Making the case for Kettle
Dear data integration fans,
Once in a while, there are discussions on various blogs (usually with me smack in the middle of it) debating the differences between code generation and model based execution, how this impacts the way we approach databases, the open nature of it all, etc.
With this blog entry I want to push the notion that Pentaho Data Integration (Kettle) didn’t just evolve by chance into the state it is today as a streaming, metadata driven, model based engine. I made some careful design choices early on…
Open as possible
The goal of Kettle from the beginning was to be as open as possible. My definition of “as open as possible” included:
- open source with an LGPL license (see this JBoss link [PDF] for a nice explanation)
- open, readable XML format
- open, readable relational repository format
- open API
- easy to set up (<2 minutes)
- open to all kinds of databases
- easy-to-use GUI
- easy to pass data around
- easy to convert data from/to any possible format
That list didn’t include any code-generation. Although it was an option I seriously considered, I didn’t like the other code-generators I dealt with until that date. (Mainly OWB and some home-brew stuff) The problem with those is that when things go wrong (and things always do go wrong) you’ll have to become an expert in the generated language/code pretty soon.
That was most certainly the case in Oracle Warehouse Builder (OWB) at the time. Re-arranging operators in a certain order would yield inexplicable different results and you found yourself digging through mega-bytes of generated PL/SQL code. That was OK for the simple exercises like loading a bit of data, it became horrible for handling more complex transformations, including slowly changing dimensions.
As such, I considered this way of working not as open as possible since the generated code is by definition not transparent and highly subject to change at re-generation. Specifically the re-generation invalidates the claim that it is possible to change the code by hand “if you don’t like the generated code”.

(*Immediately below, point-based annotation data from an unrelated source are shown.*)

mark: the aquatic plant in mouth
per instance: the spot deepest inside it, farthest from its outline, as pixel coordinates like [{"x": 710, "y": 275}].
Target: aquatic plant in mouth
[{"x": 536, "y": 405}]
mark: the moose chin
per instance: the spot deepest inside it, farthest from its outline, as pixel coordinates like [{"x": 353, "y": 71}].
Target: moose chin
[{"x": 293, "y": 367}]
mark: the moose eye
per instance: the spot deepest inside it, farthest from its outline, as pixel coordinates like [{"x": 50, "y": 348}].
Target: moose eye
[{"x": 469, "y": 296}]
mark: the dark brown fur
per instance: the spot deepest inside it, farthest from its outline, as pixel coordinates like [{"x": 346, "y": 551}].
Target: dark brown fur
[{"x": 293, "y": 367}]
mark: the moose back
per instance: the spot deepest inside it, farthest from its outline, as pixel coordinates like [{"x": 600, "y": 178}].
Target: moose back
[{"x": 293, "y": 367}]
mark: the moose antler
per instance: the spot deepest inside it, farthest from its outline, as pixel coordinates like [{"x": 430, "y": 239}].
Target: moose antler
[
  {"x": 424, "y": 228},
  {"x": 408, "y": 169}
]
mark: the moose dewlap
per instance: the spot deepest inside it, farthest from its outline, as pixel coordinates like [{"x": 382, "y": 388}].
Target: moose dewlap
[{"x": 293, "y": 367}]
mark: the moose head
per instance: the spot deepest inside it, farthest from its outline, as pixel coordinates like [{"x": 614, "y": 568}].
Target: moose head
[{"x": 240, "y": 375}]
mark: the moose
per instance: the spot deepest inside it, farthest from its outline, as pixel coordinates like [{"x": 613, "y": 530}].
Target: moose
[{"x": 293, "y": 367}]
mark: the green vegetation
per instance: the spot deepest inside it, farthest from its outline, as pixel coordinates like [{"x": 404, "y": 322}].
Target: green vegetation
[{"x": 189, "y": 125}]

All those considerations lead to the decision to go for a stream-based meta-data driven engine. That decision comes with many advantages and a few possible drawbacks. There are things to consider, implications towards databases, etc. It’s only honest to say that there probably isn’t a perfect solution anyway.
Our engine is not perfect either, let’s take a look at a few specific issues areas regarding databases. Let’s also see how we handle those issues when they occur.
RDBMS / ELT
Even though splitting tasks up into different pieces allows you to run a lot of things in parallel, there is an overhead because you need to pass data from one step to another. We also suffer because we don’t have random access to all the data like an RDBMS does. Because of that it is not unheard of for us to recommend that you run joins or sorts on the database server where the data is coming from. A database can typically sort faster because it does have random access to all the data. As such it can sort indexes and doesn’t have to go through all the data.
By allowing the Kettle user/developer to execute whatever SQL of procedure he or she wishes we are again as open as possible to this scenario.
Now, there are people that take this to the extreme to point to the miracles of ELT. Well, let me give another view on that. Suppose you wrote a nice ELT program and everything is being processed on the database server.Â While that might a little bit faster on occasion, chances are very high that either one of these conditions is going to occur:
- the database server is not tuned for high CPU load (rather for I/O)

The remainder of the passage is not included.